Bendamustine, Bortezomib (Velcade ®) and Prednisone (BVP) in Patients Newly Diagnosed Multiple Myeloma

The safety and scientific validity of this study is the responsibility of the study sponsor and investigators. Listing a study does not mean it has been evaluated by the U.S. Federal Government. Read our disclaimer for details. Identifier: NCT01376401
Recruitment Status : Completed
First Posted : June 20, 2011
Last Update Posted : May 17, 2016
Mundipharma Pharmaceuticals B.V.
Janssen-Cilag Ltd.
Information provided by (Responsible Party):
PETHEMA Foundation

Brief Summary:

This protocol corresponds to an open-label national phase II, multicenter, to assess efficacy (in terms of response rate and CR) and toxicity of bendamustine, bortezomib and prednisone (BVP) in 60 patients newly diagnosed MM. Patients in the absence of disease progression or unacceptable toxicity receive up to 9 cycles of BVP. The patients eligible for autologous transplant receive four cycles of BVP, hematopoietic stem cell collection and administration of two cycles BVP over followed by autologous transplant.

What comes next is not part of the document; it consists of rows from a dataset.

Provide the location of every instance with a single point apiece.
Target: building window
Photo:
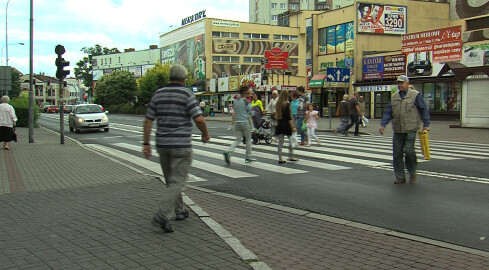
(252, 59)
(229, 59)
(255, 36)
(285, 37)
(225, 34)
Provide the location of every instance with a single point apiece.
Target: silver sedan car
(88, 116)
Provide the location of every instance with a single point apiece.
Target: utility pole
(61, 75)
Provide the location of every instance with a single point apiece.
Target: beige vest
(405, 115)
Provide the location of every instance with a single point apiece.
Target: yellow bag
(424, 142)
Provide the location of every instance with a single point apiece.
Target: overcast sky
(110, 23)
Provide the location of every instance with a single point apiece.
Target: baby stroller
(263, 132)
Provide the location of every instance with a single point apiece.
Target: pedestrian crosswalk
(335, 153)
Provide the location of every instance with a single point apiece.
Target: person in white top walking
(311, 121)
(7, 122)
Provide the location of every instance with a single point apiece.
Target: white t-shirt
(7, 115)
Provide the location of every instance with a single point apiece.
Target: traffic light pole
(61, 74)
(61, 113)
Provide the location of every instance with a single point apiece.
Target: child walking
(311, 120)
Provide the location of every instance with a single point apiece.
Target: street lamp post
(6, 35)
(6, 46)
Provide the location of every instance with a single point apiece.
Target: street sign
(338, 74)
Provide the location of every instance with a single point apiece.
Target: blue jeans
(175, 163)
(298, 126)
(403, 144)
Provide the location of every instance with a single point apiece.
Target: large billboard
(186, 53)
(427, 51)
(381, 19)
(387, 67)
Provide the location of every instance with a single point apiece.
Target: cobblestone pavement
(68, 207)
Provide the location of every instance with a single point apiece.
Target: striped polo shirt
(173, 108)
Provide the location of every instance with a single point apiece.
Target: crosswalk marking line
(481, 180)
(255, 165)
(200, 165)
(352, 153)
(142, 162)
(262, 155)
(316, 155)
(448, 144)
(436, 153)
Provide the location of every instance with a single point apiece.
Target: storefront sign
(387, 67)
(373, 68)
(476, 55)
(193, 18)
(220, 47)
(225, 23)
(445, 44)
(381, 19)
(276, 59)
(375, 88)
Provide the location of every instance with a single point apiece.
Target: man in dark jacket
(406, 109)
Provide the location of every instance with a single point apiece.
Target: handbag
(293, 140)
(14, 135)
(424, 142)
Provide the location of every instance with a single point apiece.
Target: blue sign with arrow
(338, 75)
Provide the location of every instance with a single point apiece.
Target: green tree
(83, 69)
(119, 87)
(157, 77)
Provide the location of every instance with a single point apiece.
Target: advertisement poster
(394, 66)
(331, 42)
(381, 19)
(427, 51)
(223, 84)
(349, 45)
(186, 53)
(373, 68)
(277, 59)
(340, 38)
(476, 55)
(387, 67)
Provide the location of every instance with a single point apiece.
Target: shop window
(322, 34)
(429, 95)
(454, 97)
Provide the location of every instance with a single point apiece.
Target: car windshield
(88, 109)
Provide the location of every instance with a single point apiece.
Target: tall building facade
(268, 11)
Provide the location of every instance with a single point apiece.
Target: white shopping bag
(293, 140)
(364, 121)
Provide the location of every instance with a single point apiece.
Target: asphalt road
(449, 203)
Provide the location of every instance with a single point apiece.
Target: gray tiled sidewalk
(66, 207)
(284, 240)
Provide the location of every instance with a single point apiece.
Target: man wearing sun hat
(406, 109)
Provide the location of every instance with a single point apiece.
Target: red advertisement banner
(276, 59)
(445, 43)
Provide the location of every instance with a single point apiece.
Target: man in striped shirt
(173, 108)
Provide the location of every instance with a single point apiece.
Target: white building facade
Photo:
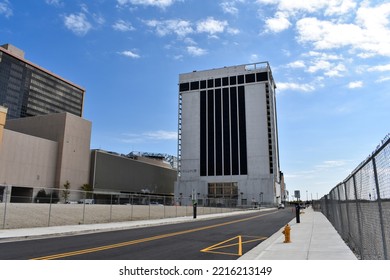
(228, 140)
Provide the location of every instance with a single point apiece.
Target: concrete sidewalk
(314, 238)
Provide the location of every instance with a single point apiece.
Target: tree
(88, 190)
(66, 192)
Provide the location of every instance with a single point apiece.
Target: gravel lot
(27, 215)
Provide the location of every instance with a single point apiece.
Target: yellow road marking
(213, 249)
(138, 241)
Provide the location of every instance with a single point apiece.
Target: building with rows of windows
(29, 90)
(228, 140)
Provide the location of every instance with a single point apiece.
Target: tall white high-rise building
(228, 140)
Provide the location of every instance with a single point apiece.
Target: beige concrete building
(43, 152)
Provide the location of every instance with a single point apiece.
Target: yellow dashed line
(138, 241)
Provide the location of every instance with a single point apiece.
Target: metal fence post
(341, 212)
(5, 204)
(110, 207)
(358, 217)
(347, 210)
(85, 195)
(380, 208)
(51, 201)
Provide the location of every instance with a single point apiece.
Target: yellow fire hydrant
(286, 233)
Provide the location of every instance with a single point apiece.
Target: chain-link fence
(359, 207)
(31, 207)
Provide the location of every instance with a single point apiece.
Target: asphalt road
(217, 239)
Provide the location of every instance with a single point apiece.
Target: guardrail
(47, 207)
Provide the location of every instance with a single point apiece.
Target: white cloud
(380, 68)
(364, 28)
(319, 65)
(195, 51)
(5, 9)
(159, 135)
(297, 64)
(383, 79)
(328, 35)
(130, 54)
(356, 84)
(175, 26)
(156, 3)
(54, 2)
(335, 70)
(229, 8)
(330, 164)
(329, 7)
(77, 23)
(212, 26)
(295, 86)
(278, 23)
(123, 26)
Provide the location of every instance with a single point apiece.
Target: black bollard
(297, 210)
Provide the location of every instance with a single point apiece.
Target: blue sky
(330, 60)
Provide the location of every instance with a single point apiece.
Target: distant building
(27, 89)
(228, 138)
(43, 152)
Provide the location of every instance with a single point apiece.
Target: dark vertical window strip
(226, 131)
(203, 133)
(234, 130)
(218, 133)
(242, 131)
(210, 133)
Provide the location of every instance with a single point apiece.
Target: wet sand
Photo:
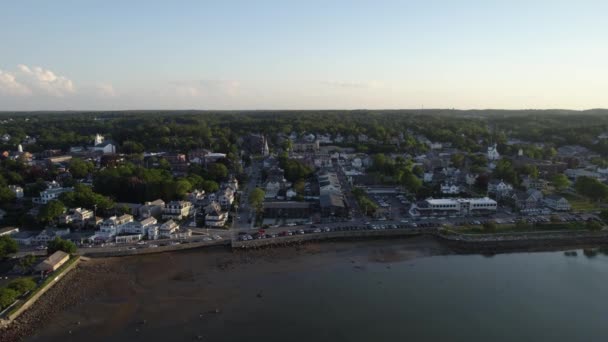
(140, 297)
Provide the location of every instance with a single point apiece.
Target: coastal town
(109, 198)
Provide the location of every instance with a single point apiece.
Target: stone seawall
(31, 300)
(530, 241)
(340, 235)
(159, 249)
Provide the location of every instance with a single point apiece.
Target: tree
(59, 244)
(489, 227)
(604, 215)
(26, 262)
(592, 188)
(457, 160)
(7, 246)
(560, 181)
(522, 225)
(80, 168)
(132, 147)
(504, 170)
(256, 199)
(7, 297)
(210, 186)
(217, 171)
(6, 195)
(593, 225)
(411, 182)
(84, 196)
(50, 210)
(22, 285)
(182, 186)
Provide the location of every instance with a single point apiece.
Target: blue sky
(303, 54)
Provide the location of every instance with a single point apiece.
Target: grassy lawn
(51, 277)
(511, 228)
(579, 203)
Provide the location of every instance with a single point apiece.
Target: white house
(290, 193)
(102, 145)
(557, 203)
(499, 187)
(226, 197)
(428, 177)
(450, 189)
(463, 206)
(493, 153)
(17, 190)
(177, 210)
(154, 208)
(47, 235)
(168, 228)
(215, 217)
(471, 178)
(50, 194)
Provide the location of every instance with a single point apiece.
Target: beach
(130, 293)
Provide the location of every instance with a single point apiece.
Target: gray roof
(331, 200)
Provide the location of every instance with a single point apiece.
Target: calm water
(336, 297)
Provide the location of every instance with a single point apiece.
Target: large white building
(459, 206)
(493, 153)
(177, 210)
(50, 194)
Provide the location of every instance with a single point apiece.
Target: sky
(112, 55)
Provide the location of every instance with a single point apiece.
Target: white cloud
(105, 90)
(204, 88)
(350, 84)
(46, 80)
(10, 86)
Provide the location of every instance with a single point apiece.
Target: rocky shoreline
(75, 288)
(90, 279)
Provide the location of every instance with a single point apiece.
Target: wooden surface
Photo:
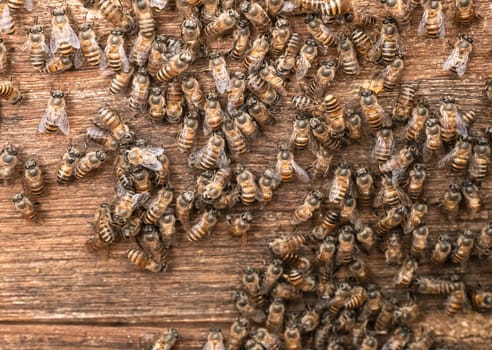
(54, 294)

In addition to the overall response rates, will also be analyzed time to progression (TTP), progression-free survival (PFS) and overall survival.

Finally, the results will be compared with BVP with those obtained in 120 patients included in our protocol VMP GEM10MAS65.

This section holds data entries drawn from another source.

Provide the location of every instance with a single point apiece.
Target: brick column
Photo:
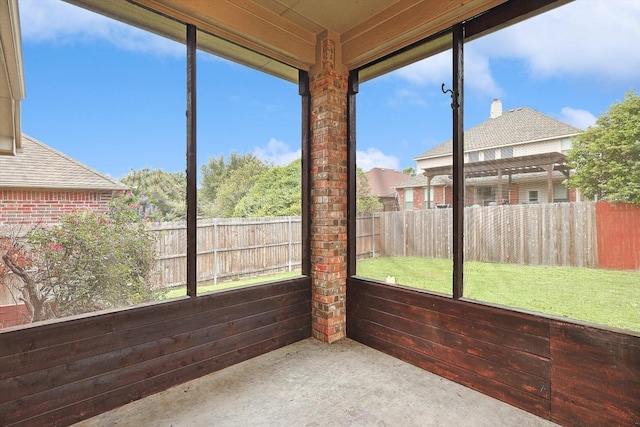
(328, 87)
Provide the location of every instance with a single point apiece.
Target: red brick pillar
(328, 87)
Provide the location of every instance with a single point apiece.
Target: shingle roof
(512, 127)
(40, 166)
(420, 180)
(382, 181)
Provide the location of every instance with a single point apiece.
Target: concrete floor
(315, 384)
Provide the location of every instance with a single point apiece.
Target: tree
(236, 185)
(277, 192)
(365, 202)
(217, 170)
(90, 261)
(606, 157)
(160, 195)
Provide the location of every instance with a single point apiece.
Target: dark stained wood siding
(596, 376)
(61, 372)
(569, 373)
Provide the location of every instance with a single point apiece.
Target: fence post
(373, 235)
(215, 251)
(404, 233)
(290, 243)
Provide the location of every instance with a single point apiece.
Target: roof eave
(12, 86)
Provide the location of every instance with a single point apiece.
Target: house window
(506, 152)
(490, 154)
(560, 193)
(486, 195)
(408, 199)
(474, 156)
(429, 198)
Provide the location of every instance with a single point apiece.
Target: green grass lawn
(600, 296)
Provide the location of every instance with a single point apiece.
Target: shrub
(90, 261)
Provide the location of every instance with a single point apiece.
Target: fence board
(562, 234)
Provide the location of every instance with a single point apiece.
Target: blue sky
(113, 97)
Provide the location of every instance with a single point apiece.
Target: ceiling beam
(246, 24)
(403, 24)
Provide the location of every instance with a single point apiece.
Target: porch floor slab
(311, 383)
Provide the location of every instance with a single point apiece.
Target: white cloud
(431, 71)
(437, 69)
(59, 22)
(581, 119)
(407, 97)
(374, 158)
(591, 38)
(277, 152)
(585, 37)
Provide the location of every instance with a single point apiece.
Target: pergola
(534, 163)
(66, 370)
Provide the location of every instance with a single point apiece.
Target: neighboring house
(382, 182)
(38, 184)
(414, 193)
(516, 156)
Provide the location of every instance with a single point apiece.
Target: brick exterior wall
(441, 195)
(13, 315)
(18, 207)
(328, 195)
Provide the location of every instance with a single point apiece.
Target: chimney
(496, 108)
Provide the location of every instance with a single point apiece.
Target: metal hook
(454, 97)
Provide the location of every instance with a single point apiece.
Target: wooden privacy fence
(229, 248)
(562, 234)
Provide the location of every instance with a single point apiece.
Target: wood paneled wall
(569, 373)
(61, 372)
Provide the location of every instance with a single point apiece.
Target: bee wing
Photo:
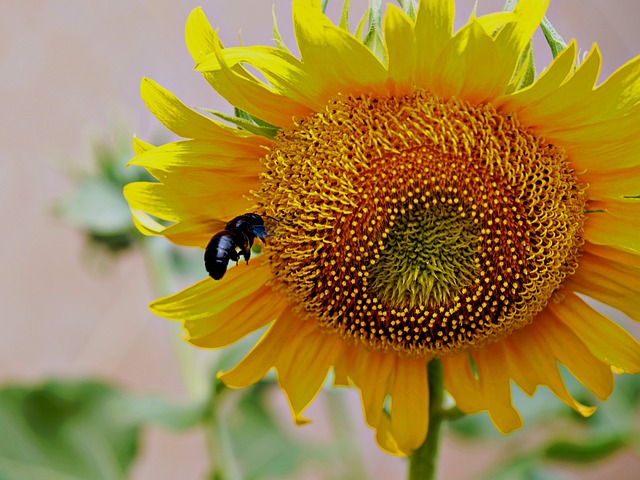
(270, 228)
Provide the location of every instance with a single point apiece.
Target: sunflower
(429, 203)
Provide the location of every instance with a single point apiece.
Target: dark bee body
(236, 239)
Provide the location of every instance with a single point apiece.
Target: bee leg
(247, 255)
(233, 256)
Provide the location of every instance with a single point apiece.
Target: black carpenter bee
(236, 239)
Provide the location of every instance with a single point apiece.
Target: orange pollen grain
(417, 225)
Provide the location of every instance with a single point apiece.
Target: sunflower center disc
(417, 225)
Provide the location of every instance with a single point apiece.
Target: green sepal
(409, 7)
(554, 39)
(276, 32)
(373, 37)
(525, 71)
(246, 122)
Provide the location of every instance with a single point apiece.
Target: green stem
(424, 461)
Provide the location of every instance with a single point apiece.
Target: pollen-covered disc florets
(420, 225)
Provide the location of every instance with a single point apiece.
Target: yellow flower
(427, 206)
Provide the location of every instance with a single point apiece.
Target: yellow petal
(373, 389)
(236, 320)
(264, 354)
(140, 146)
(218, 157)
(477, 67)
(183, 121)
(470, 67)
(461, 383)
(530, 363)
(547, 83)
(569, 349)
(614, 184)
(247, 93)
(209, 297)
(194, 232)
(401, 48)
(333, 56)
(433, 30)
(496, 389)
(303, 367)
(235, 82)
(613, 254)
(409, 404)
(606, 339)
(385, 439)
(618, 95)
(283, 71)
(156, 199)
(145, 223)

Patients will be evaluated at scheduled visits up to 3 periods of study:

pretreatment, treatment and monitoring.

Condition or disease Intervention/treatment Phase
Multiple Myeloma Drug: Bendamustine Drug: Velcade Drug: Prednisone Phase 2

Detailed Description:

Patients included in the study will receive a 6 week cycle consisting of Bendamustine administered IV at doses of 90 mg/m2 on days 1 and 4 of the first cycle and days 1 and 8 in subsequent cycles in combination with Bortezomib as a bolus dose of 1.3 mg/m2 on days 1, 4, 8, 11, 22, 25, 29 and 32, and oral prednisone at doses of 60 mg/m2, during the first four days of each cycle.

Then, patients will receive eight additional cycles of 5-week . The same pattern consisting of bendamustine and prednisone but bortezomib is administered as an intravenous bolus dose of 1.3 mg/m2 on days 1, 8, 15 and 22.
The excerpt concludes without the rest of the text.